Ellen Siebers' work is a study of the varied and often complex relationships that exist between man, living things, and nature itself. Featured this year's MFA Annual, edition #87, Siebers' recent work explores the hidden narratives behind human subjects in both natural and man-made environments, with figures referencing explorers that the artist discovered while reading biographical accounts of the human and natural world colliding. In this way, Siebers herself is an explorer, revealing intimate dialogues about her own history with living things and those around her.

Amy Sherald

Amy Sherald, Well Prepared and Maladjusted | Oil on canvas, 54 x 43 inches

Featured in edition #88, Amy Sherald's work began as an exploration of the artist's identity as an African-American woman, however her paintings speak just as much to the human condition as they do to her ethnic heritage.
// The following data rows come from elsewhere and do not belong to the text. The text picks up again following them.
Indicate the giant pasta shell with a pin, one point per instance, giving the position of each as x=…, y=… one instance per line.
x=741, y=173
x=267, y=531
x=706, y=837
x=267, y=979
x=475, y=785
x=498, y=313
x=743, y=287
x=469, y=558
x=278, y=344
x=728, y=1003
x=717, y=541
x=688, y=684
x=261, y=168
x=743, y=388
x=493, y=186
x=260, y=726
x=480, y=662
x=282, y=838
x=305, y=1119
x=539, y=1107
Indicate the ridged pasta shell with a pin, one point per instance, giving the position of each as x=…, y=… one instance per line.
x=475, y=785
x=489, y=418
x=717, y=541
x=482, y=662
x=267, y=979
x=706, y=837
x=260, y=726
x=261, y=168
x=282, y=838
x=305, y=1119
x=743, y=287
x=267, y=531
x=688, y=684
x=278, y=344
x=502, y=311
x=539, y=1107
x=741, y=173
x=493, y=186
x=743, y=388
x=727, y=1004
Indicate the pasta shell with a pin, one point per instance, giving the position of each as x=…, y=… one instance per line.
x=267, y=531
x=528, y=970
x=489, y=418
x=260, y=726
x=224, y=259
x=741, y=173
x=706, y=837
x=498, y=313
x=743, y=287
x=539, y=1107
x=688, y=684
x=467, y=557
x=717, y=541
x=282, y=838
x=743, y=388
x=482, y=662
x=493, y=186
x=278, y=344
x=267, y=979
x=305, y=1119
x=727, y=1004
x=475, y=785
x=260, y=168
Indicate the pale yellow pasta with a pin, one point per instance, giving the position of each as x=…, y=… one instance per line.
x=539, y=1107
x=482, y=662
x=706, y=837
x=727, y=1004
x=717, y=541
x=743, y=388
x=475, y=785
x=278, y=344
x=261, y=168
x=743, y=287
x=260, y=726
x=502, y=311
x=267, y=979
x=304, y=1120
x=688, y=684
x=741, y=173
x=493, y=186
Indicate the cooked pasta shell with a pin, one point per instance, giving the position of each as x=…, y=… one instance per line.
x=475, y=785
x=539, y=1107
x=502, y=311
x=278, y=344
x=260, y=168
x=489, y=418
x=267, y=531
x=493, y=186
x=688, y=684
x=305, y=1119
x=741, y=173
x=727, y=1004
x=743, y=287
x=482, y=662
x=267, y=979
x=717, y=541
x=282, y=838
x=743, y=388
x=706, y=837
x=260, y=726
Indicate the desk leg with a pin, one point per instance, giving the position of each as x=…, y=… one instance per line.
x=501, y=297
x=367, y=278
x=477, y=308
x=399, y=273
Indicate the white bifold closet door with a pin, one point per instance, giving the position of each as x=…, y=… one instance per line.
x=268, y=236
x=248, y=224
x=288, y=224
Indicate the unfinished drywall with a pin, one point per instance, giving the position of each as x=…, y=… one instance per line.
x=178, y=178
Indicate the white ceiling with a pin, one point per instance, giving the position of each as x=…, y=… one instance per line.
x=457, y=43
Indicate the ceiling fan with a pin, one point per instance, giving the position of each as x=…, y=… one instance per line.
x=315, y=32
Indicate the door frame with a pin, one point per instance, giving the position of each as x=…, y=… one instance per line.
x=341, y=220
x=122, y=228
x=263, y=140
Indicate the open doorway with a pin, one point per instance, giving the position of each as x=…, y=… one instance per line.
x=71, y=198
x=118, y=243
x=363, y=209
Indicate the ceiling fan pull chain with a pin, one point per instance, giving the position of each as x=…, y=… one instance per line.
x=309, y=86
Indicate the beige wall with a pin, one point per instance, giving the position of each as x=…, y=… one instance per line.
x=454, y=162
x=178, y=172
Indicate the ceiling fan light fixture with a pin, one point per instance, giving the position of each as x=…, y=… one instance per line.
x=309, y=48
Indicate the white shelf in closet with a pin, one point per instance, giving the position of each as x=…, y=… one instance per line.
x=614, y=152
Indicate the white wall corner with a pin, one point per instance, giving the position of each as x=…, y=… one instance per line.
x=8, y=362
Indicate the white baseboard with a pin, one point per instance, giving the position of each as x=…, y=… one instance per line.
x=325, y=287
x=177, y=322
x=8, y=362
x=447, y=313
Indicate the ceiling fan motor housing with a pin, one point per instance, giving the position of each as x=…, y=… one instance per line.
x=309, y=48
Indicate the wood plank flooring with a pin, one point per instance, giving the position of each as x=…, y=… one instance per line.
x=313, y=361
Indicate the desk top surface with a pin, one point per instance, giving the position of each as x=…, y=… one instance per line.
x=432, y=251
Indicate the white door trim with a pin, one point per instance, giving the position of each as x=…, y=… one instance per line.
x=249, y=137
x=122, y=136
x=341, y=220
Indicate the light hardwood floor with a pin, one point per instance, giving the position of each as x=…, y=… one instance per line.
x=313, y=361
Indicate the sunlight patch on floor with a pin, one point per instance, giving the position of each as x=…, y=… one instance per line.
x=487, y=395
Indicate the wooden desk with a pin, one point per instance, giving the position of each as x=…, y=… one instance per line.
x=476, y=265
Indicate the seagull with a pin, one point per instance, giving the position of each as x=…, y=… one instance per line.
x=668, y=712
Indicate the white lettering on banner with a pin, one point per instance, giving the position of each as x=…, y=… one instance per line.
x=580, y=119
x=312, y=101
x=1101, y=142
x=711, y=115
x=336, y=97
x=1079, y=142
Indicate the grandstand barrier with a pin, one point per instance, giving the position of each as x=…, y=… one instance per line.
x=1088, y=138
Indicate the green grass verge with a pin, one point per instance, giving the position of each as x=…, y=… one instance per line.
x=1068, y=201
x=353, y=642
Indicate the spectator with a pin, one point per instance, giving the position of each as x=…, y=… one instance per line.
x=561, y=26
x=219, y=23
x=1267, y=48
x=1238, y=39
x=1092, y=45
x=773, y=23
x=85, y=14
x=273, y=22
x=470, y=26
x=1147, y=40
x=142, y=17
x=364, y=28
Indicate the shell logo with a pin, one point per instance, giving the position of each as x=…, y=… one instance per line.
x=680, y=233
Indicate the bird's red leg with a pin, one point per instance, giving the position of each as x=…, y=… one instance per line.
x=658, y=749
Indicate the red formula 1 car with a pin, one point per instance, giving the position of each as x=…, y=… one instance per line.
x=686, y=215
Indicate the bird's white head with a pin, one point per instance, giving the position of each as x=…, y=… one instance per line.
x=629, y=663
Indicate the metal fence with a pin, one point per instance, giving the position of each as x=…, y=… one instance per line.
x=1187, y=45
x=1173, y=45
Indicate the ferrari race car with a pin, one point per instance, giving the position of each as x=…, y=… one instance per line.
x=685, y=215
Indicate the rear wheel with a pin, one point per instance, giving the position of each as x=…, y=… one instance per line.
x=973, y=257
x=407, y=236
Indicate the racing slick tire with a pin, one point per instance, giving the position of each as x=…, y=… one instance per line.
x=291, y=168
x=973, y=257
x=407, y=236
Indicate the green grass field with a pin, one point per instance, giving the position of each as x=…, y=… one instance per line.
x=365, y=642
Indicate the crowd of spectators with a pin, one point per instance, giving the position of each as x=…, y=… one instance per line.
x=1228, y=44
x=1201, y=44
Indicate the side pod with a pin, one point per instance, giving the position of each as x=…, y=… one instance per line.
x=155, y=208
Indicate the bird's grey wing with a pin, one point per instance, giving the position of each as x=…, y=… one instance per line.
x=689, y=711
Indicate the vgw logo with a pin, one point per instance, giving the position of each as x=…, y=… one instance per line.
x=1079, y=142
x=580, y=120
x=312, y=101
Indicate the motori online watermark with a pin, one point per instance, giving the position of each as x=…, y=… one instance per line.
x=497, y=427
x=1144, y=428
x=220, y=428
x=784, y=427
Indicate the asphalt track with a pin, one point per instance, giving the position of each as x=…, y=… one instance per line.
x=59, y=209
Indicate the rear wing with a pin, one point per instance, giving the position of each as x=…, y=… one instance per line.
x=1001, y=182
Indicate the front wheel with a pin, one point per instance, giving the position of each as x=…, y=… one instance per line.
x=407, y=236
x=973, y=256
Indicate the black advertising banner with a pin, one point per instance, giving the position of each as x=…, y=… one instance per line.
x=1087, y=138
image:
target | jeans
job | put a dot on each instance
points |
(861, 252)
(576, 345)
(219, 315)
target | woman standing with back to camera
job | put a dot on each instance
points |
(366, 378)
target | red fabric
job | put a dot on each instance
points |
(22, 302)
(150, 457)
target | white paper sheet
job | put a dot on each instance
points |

Each of Sherald's figures, cast into a vibrating backgrounds of painterly effects, engages the viewer head on, very much in the same way that the artist uses portraiture to investigate both the human condition and Sherald's ideas of "blackness."

Bart Vargas

Bart Vargas, Paroxysm | Acrylic paint, epoxy resin on panel, 32 x 32 inches

The acrylic and resin on panel paintings of Bart Vargas explore fantastic geometric vortexes that expand outward in color and shape. Included in edition #89, Vargas's works are vividly colorful, the materials used lend the paintings a highly sculptural quality. By freeing himself of the canvas and relying on panel, each work is more easily broken apart, sometimes literally in the form of several parts, with each fragment both reorienting the collective image and distorting at the same time.